Jim Jenkins, Staff Writer
Like many small-town preachers, my granddaddy welcomed the occasional politician to the old Baptist parsonage in Boiling Springs, N.C., lo those many decades ago. It was fairly standard procedure in those days of door-to-door politics for candidates for county office or even governor to ask upon arriving in a small town, "So, who's the minister here?" And they would make a courtesy call.
The visits were short and rarely if ever included any discussion of endorsements. The candidates typically just wanted to make sure that when word got around, as it did to most everybody in a little community, that word would include mention that the candidate of course went by the preacher's house.

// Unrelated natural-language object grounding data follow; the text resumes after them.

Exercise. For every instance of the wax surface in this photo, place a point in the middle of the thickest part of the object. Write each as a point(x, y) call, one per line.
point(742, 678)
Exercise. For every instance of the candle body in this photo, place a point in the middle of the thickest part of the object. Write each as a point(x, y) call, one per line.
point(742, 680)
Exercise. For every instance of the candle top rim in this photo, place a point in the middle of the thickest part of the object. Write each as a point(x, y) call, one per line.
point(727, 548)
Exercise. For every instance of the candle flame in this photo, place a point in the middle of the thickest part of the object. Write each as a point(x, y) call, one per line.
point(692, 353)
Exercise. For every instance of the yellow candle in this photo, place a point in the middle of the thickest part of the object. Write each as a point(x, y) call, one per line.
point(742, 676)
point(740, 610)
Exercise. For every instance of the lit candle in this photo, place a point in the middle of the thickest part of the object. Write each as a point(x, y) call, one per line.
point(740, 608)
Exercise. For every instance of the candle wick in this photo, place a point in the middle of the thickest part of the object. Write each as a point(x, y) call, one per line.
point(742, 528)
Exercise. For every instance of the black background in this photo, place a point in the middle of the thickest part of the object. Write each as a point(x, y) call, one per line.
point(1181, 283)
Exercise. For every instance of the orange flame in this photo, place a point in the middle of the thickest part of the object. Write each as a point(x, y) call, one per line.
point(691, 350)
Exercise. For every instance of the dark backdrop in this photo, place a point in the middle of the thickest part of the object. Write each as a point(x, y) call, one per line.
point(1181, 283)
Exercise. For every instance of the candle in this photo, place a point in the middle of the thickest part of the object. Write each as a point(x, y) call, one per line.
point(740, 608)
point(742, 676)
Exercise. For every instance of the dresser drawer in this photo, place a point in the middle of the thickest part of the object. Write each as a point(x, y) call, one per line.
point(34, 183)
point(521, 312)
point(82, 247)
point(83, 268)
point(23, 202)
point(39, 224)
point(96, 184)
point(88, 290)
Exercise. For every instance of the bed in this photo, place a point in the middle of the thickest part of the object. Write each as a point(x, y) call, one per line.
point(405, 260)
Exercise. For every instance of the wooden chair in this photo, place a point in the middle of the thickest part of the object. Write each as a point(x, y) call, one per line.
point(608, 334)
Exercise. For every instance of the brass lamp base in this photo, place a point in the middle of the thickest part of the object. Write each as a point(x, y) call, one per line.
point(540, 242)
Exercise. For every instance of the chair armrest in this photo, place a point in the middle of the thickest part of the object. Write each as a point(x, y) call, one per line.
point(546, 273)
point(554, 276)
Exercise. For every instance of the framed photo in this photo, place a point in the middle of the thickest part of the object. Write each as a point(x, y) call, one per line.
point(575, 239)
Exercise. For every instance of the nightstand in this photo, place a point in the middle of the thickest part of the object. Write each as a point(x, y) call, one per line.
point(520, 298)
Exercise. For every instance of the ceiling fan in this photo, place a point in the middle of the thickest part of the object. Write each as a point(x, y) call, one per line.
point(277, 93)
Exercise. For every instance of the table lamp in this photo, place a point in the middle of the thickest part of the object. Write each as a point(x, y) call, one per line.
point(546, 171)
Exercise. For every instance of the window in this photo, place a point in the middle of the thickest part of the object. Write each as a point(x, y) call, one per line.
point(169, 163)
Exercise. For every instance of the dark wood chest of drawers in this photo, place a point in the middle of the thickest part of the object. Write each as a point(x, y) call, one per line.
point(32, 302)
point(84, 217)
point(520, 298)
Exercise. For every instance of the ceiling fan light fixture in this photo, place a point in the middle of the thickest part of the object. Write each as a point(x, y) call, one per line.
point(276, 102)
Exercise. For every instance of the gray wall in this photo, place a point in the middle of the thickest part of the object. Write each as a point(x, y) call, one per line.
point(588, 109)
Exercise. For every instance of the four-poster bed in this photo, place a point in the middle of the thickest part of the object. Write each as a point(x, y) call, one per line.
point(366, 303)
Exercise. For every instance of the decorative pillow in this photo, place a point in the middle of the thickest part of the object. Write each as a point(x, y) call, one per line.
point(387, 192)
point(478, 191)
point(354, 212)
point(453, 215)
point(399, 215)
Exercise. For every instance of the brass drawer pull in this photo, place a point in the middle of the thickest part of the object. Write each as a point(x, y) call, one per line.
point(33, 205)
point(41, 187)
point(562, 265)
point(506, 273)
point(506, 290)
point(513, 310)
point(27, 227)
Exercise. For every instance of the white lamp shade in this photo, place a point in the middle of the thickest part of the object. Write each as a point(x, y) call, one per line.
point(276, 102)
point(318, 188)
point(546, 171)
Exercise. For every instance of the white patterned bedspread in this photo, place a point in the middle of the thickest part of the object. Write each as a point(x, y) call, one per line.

I don't recall whether Granddaddy ever endorsed anybody. He generally was not of the view that pastoring and politics made a sensible or even appropriate mix.
My old Pappy's philosophy is probably looking pretty good right now to Sens. Barack Obama and John McCain.
One, Obama, saw an unwitting mix, not of his making, blow up like a badly done lab experiment in a Broughton High School science class from the late 1960s. (The minute details of that experiment escape me now, although as I recall there was a little damage to appliances, some smoke and a teacher who was certain that, though I might yet have some success in life, there would be no need to book a flight to Sweden some years thereafter to accept the Nobel in chemistry.)
Obama, like this failed chemist, saw some of the Rev. Jeremiah Wright's words from the pulpit
, hard-hitting and flammable, bubble up and spill as if they were chemicals in that beaker. The Illinois senator attempted a cleanup and did pretty well, but then the reverend later shared a few thoughts on politics and race that roiled things up again, and Obama felt he had to repudiate him, barring him from the lab, you might say.
Sen. McCain, courting the Christian conservative vote Republicans believe is a consistent bloc of their "base," suffered an embarrassment at the hands of the Rev. John Hagee of Texas, who offered a stentorian endorsement of McCain. It was something the senator had sought and about which he expressed great delight.
Alas for the senator, a Web site turned up Hagee sermonizing as to how Hitler was a tool used by God so that Jews would go to the Promised Land -- at least, that was an interpretation, although Hagee defended himself. McCain then distanced himself from Hagee. (And Hagee later withdrew his endorsement.)
And so on the subject of which candidate is God's man in this election, McCain and Obama have reached what might be called a rather unexpected draw. (Democrat Hillary Clinton, still battling Obama, counts herself a serious Christian but is not looking like McCain's opponent right now.)
The firestorm that erupted over the Rev. Wright's comments, and his follow-up comments, and the whirlwind McCain might have experienced had he not quickly pulled back from Hagee, aren't really the fault of the preachers. They're just saying what they think, without much caring what anybody else thinks. Preachers with big stages often feel obliged to "push the envelope" when it comes to their views, and often they're not a bit shy about a little philosophical, political pugilism. Ultimately, though, they do report to the people in their congregations. If those folks think the preachers need to calm down a little, they can let them know.
It happens that in Wright's case, his association with Obama amplified that microphone in his Chicago church beyond what might have happened were Obama still in the Illinois legislature. McCain sought the endorsement he got, and thanks to the Web and the 24-hour news culture, Hagee got a lot of attention for tossing his support to the Arizona Republican -- but the attention kept up after his previous words had turned the whole experience sour. Uh-oh.
In the end, most Americans won't be thinking about the views of a few high-profile ministers when they go in the booth. They'll be pondering the war in Iraq, health care, their job security, their kids' prospects for education and work, gasoline prices and which candidate can put the country on the right track. How much their religious beliefs, or their religious leaders, influence that decision is entirely up to them. Although in times like these, a little prayer couldn't hurt.